New Research is Good Research

My Science Fair Journey, Part 6

What was discussed last week…

  • A smaller amount of clean, high quality data is better than a larger amount of "mixed” quality data, that is, when working with AI models.

  • Or you can just try cleaning “dirty” data, which can take a while.

Wednesday, November 5th

I almost had a heart attack when I found out that some researchers at Duke just released a research paper about the very same topic that I was working in .-.

Oh no! What do I do?

They used the same model framework, same scope, everything! But on the bright side, their main goal was to create a comprehensive dataset (that was eerily precise to what I was doing) using their own sources and experimentation, meaning that it isn’t just another cross-study; I’m doing a cross-study basically, so that would’ve been bad if all they did was a cross-study also. Additionally, they explicitly mentioned that they researched and came up with their (“homemade”, if you will) dataset to help further efforts in the field—what? That would be where I could some in!

Now although all new research might not be the best, you can still get great finds, like what I got today: and that, to me, is rewarding.

Friday, November 7th

Having a college friend or being at some kind of institution can be really helpful it comes to research things like these. I say that because there seems to be a lot of “paywalls” or even just restrictions behind valuable info such as research papers and datasets. For example, the datasets that I discovered earlier this week was locked behind a college login, which I had to get my friend’s GT (Georgia Tech) account login and verification in order to access.

So turns out new research is also highly-guarded research too, huh?

Saturday, November 8th

When trying to clean some data today, I ran into this bottleneck in the “cleaning” process. I had to reformat, rename, and filter a lot of raw data, and when I tried to create a single program that does all of that in one fell-swoop for a given dataset, it ended up running through the whole school day from when I started it in the morning, which brought it to my attention that something was wrong.
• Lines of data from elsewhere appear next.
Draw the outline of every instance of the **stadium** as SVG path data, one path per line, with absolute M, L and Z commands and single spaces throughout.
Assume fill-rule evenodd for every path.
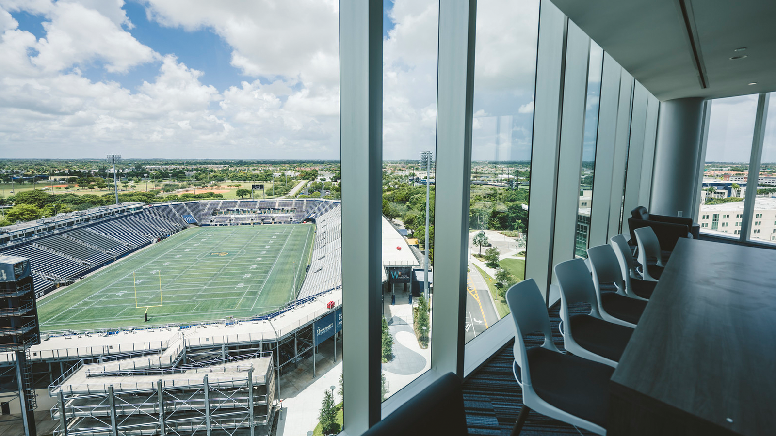
M 43 339 L 17 389 L 19 355 L 0 355 L 4 410 L 23 392 L 50 410 L 41 433 L 269 434 L 280 375 L 310 357 L 314 372 L 324 341 L 336 359 L 340 213 L 309 199 L 121 203 L 4 227 L 0 257 L 29 260 Z

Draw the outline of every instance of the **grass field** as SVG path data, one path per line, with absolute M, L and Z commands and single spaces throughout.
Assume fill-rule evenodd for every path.
M 147 308 L 152 324 L 272 313 L 301 286 L 314 237 L 311 224 L 188 229 L 39 301 L 41 330 L 140 326 Z

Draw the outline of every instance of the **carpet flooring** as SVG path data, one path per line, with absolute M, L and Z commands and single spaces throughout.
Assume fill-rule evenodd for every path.
M 563 337 L 558 330 L 559 308 L 559 303 L 549 309 L 549 319 L 553 339 L 563 351 Z M 571 311 L 572 314 L 587 313 L 589 307 L 573 307 Z M 542 341 L 541 336 L 528 336 L 525 344 L 538 346 Z M 514 355 L 511 341 L 464 382 L 463 406 L 469 434 L 508 436 L 511 431 L 522 406 L 522 390 L 512 374 L 513 362 Z M 587 436 L 594 434 L 532 411 L 520 434 Z

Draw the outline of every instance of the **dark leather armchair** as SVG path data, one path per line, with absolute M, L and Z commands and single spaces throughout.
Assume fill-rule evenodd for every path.
M 680 237 L 689 237 L 688 234 L 697 232 L 693 229 L 692 219 L 669 216 L 667 215 L 656 215 L 650 213 L 646 208 L 639 206 L 631 211 L 631 217 L 628 219 L 628 228 L 630 229 L 631 244 L 636 243 L 636 234 L 633 230 L 639 227 L 652 227 L 657 240 L 660 243 L 660 249 L 663 251 L 673 251 L 674 247 Z M 697 238 L 698 235 L 692 234 Z
M 461 380 L 448 372 L 376 424 L 364 436 L 466 436 Z

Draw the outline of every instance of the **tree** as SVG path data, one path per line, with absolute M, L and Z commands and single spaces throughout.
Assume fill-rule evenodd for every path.
M 388 330 L 388 321 L 383 317 L 383 363 L 391 359 L 393 355 L 393 337 Z
M 339 433 L 339 424 L 337 422 L 337 407 L 334 406 L 334 395 L 329 389 L 324 392 L 324 399 L 320 402 L 318 420 L 320 421 L 324 434 Z
M 501 269 L 496 273 L 496 287 L 498 288 L 498 295 L 504 298 L 507 289 L 511 285 L 514 283 L 514 276 L 505 269 Z
M 428 348 L 428 328 L 431 327 L 428 320 L 428 302 L 421 294 L 417 299 L 417 306 L 413 308 L 414 315 L 414 325 L 415 327 L 415 336 L 417 337 L 417 343 L 421 348 Z
M 16 223 L 16 221 L 32 221 L 43 216 L 43 213 L 37 206 L 31 204 L 19 204 L 12 207 L 5 216 L 9 221 Z
M 472 244 L 480 247 L 480 254 L 482 255 L 483 246 L 487 245 L 487 235 L 485 234 L 485 232 L 480 230 L 472 239 Z
M 339 388 L 337 389 L 337 395 L 338 395 L 340 396 L 340 400 L 341 400 L 344 402 L 345 401 L 345 388 L 342 387 L 342 376 L 343 376 L 342 375 L 343 374 L 344 374 L 344 372 L 340 372 L 340 379 L 339 379 L 339 383 L 338 383 L 339 384 Z
M 499 252 L 498 248 L 496 248 L 495 247 L 491 247 L 487 250 L 485 250 L 485 265 L 488 268 L 498 268 L 501 266 L 498 263 L 498 256 L 501 253 Z
M 40 189 L 25 191 L 14 196 L 13 204 L 29 204 L 37 208 L 42 208 L 51 200 L 52 196 Z
M 380 376 L 381 376 L 381 380 L 380 380 L 380 398 L 383 400 L 383 401 L 385 401 L 386 398 L 388 398 L 388 393 L 390 392 L 388 390 L 388 382 L 386 381 L 386 374 L 385 374 L 385 372 L 381 373 Z

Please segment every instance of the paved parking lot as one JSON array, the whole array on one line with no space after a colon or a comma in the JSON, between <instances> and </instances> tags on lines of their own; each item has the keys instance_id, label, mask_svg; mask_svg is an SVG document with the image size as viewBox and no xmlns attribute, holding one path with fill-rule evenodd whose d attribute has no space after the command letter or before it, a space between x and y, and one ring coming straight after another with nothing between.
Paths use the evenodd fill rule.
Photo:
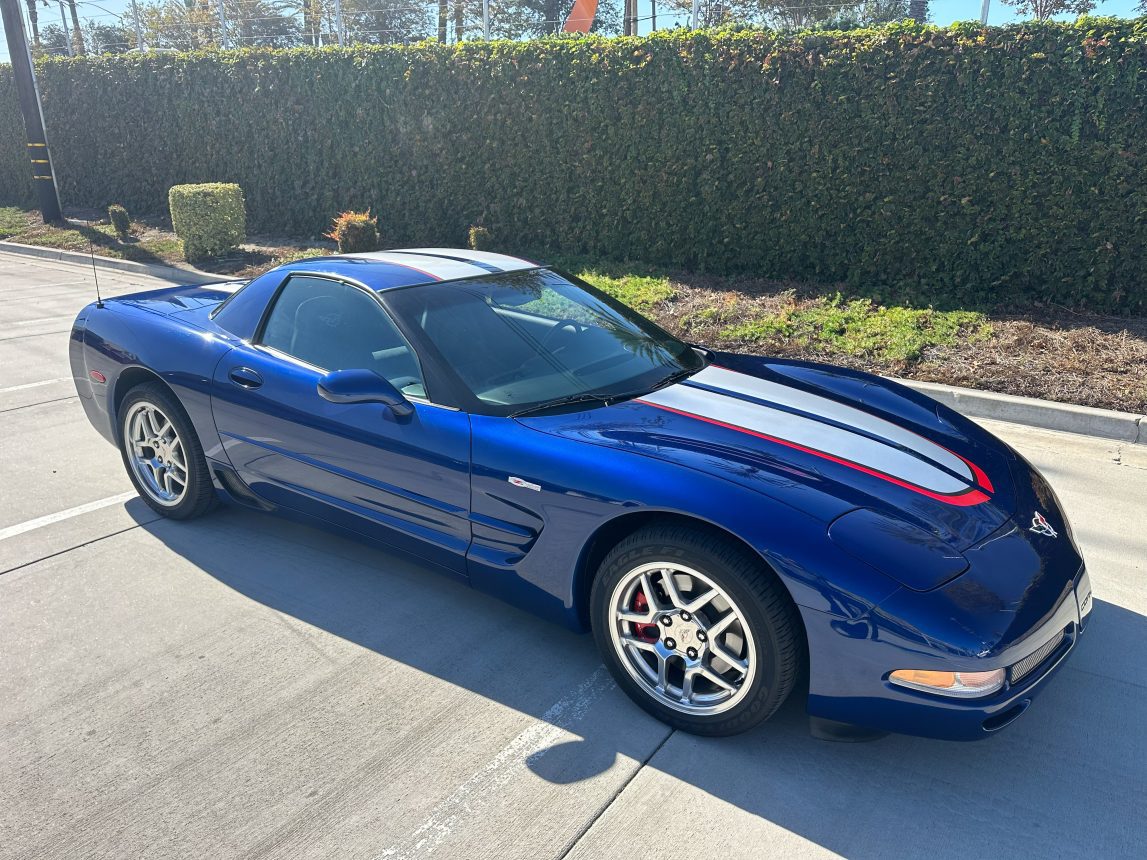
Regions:
<instances>
[{"instance_id":1,"label":"paved parking lot","mask_svg":"<svg viewBox=\"0 0 1147 860\"><path fill-rule=\"evenodd\" d=\"M104 295L161 286L101 274ZM159 519L67 362L92 273L0 252L0 857L1142 857L1147 448L993 424L1097 608L999 736L654 721L576 636L247 511Z\"/></svg>"}]
</instances>

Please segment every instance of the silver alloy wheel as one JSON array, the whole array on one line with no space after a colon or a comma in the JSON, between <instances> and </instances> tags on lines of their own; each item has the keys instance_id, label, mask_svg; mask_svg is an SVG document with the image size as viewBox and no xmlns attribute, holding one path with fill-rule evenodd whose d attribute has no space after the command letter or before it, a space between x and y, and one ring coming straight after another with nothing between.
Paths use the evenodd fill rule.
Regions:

Turns out, the program was stuck in gzipping every file it wen through, so to alleviate this issue, I created a separate program that gzipped all the files and made it run by itself. I had implemented modular programming, a style of programming that splits an entire “operation” into multiple, broken-down parts (such as 5 files that together complete task X versus 1 file that tries to complete task X by itself), which solves “bottlenecks” like the gzip situation I was in.

This is a representation of what a “bottleneck” could look like, with the circles representing data, and the black regions representing the processing and flow.

Lessons Learned

No matter what topic or field you’re in, always learning and researching can, no, will be a valuable skill in problem-solving and innovating.

Modular programming is important for many reasons: one of them being the prevention of exacerbated bottlenecks.